Max/Min Depth of Binary Tree

For a tree, depth equals to height.

Max

Given a binary tree, find its maximum depth.

The maximum depth is the number of nodes along the longest path from the root node down to the farthest leaf node.

Note: A leaf is a node with no children.

Example:

Given binary tree[3,9,20,null,null,15,7],

    3
   / \
  9  20
    /  \
   15   7

return its depth = 3.

//Divide and Conquer
class Solution {
    public int maxDepth(TreeNode root) {
        if (root == null) {
            return 0;
        }

        int left = maxDepth(root.left);
        int right = maxDepth(root.right);

        return Math.max(left, right) + 1;
    }
}

//*Traverse
Class Solution {
    private int depth;
    public int maxDepth(TreeNode root) {
        depth = 0;

        helper(root, 1);

        return depth;
    }

    private void helper(TreeNode root, int currDepth) {
        if (node == null) {
            return;
        }

        depth = Math.max(depth, currDepth);

        helper(root.left,  currDepth + 1);
        helper(root.right, currDepth + 1);
    }
}

//Iteration - Do the level order
public class Solution {
    public int maxDepth(TreeNode root) {
        if (root == null) {
            return 0;
        }
        Queue<TreeNode> queue = new LinkedList<>();
        queue.offer(root);
        int depth = 0;
        while (!queue.isEmpty()) {
            int size = queue.size();
            depth++;
            for (int i = 0; i < size; i++) {
                TreeNode node = queue.poll();
                if (node.left != null) {
                    queue.offer(node.left);    
                }

                if (node.right != null) {
                    queue.offer(node.right);
                }
            }
        }

        return depth;
    }
}

Min

Given a binary tree, find its minimum depth.
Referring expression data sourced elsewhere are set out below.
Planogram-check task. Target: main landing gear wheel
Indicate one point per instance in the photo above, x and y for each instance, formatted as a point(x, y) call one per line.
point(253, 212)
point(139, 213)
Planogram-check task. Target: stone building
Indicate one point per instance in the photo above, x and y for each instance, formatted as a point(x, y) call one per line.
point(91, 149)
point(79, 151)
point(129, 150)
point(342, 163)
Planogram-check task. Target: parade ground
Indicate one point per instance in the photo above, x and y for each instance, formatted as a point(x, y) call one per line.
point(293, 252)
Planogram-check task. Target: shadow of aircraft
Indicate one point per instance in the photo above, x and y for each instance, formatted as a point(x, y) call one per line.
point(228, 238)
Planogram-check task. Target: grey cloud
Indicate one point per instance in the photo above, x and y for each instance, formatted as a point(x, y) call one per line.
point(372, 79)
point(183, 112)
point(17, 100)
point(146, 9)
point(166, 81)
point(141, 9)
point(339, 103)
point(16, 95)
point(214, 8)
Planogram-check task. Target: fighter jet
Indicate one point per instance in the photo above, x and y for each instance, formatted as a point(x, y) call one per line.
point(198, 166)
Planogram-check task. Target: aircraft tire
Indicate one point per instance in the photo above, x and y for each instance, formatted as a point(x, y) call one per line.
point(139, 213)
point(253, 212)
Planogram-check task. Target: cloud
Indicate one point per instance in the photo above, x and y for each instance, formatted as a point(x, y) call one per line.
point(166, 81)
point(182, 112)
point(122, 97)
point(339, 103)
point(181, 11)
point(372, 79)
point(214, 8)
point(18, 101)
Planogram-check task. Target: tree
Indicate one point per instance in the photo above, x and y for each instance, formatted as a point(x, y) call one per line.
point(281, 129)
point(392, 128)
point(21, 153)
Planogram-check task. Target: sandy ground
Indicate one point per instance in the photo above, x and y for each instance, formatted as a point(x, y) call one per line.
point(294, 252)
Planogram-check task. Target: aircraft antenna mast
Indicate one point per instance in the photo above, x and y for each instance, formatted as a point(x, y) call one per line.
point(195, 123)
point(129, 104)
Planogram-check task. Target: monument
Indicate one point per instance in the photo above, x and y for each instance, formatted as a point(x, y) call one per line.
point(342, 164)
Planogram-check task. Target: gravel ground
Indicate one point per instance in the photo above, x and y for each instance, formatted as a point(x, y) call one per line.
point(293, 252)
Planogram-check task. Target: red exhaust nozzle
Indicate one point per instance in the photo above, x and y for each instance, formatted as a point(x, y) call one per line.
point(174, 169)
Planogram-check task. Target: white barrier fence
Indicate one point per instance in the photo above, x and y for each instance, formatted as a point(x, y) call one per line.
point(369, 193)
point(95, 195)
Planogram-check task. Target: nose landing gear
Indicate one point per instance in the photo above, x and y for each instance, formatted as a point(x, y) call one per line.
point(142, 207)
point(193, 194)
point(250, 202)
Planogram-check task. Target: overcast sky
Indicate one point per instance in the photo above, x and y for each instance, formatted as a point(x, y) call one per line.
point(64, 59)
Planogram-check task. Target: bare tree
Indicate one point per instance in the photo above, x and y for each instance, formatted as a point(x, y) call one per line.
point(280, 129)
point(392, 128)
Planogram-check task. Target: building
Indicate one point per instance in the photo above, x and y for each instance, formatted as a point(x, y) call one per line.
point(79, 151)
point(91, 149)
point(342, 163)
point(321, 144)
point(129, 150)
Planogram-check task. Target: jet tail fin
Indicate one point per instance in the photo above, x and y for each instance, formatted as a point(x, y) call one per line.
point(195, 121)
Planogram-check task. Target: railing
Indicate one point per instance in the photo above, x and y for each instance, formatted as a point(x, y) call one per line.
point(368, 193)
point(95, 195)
The minimum depth is the number of nodes along the shortest path from the root node down to the nearest leaf node.

Note: A leaf is a node with no children.

Example:

Given binary tree[3,9,20,null,null,15,7],

    3
   / \
  9  20
    /  \
   15   7

return its minimum depth = 2.

//Divide and conquer.
class Solution {
    public int minDepth(TreeNode root) {
        if (root == null) {
            return 0;
        // leaf node
        if (root.left == null && root.right == null) {
            return 1;
        }
        // left or right child is empty than go for the other side for ans
        if (root.left == null) {
            return minDepth(root.right) + 1;
        }
        if (root.right == null) {
            return minDepth(root.left) + 1;
        }

        return Math.min(minDepth(root.left), minDepth(root.right)) + 1;
    }
}

//Traverse
public class Solution {
    private int depth = Integer.MAX_VALUE;

    public int minDepth(TreeNode root) {
        if (root == null) {
            return 0;
        }

        helper(root, 1);

        return depth;
    }

    public void helper(TreeNode root, int curdepth) {
        if (root == null) {
            return;
        }
        //to leaf node
        if (root.left == null && root.right == null && curdepth < depth) {  
            depth = curdepth;
        }

        helper(root.left, curdepth + 1);
        helper(root.right, curdepth + 1);
    } 
}

//Iteration - go for first leaf node
public class Solution {
    public int minDepth(TreeNode root) {
        if (root == null) {
            return 0;
        }
        Queue<TreeNode> queue = new LinkedList<>();
        queue.offer(root);
        int depth = 0;
        while (!queue.isEmpty()) {
            int size = queue.size();
            depth++;
            for (int i = 0; i < size; i++) {
                TreeNode node = queue.poll();
                if (node.left == null && node.right == null) {
                    return depth;     
                }

                if (node.left != null) {
                    queue.offer(node.left);    
                }

                if (node.right != null) {
                    queue.offer(node.right);
                }
            }
        }

        return 0;
    }
}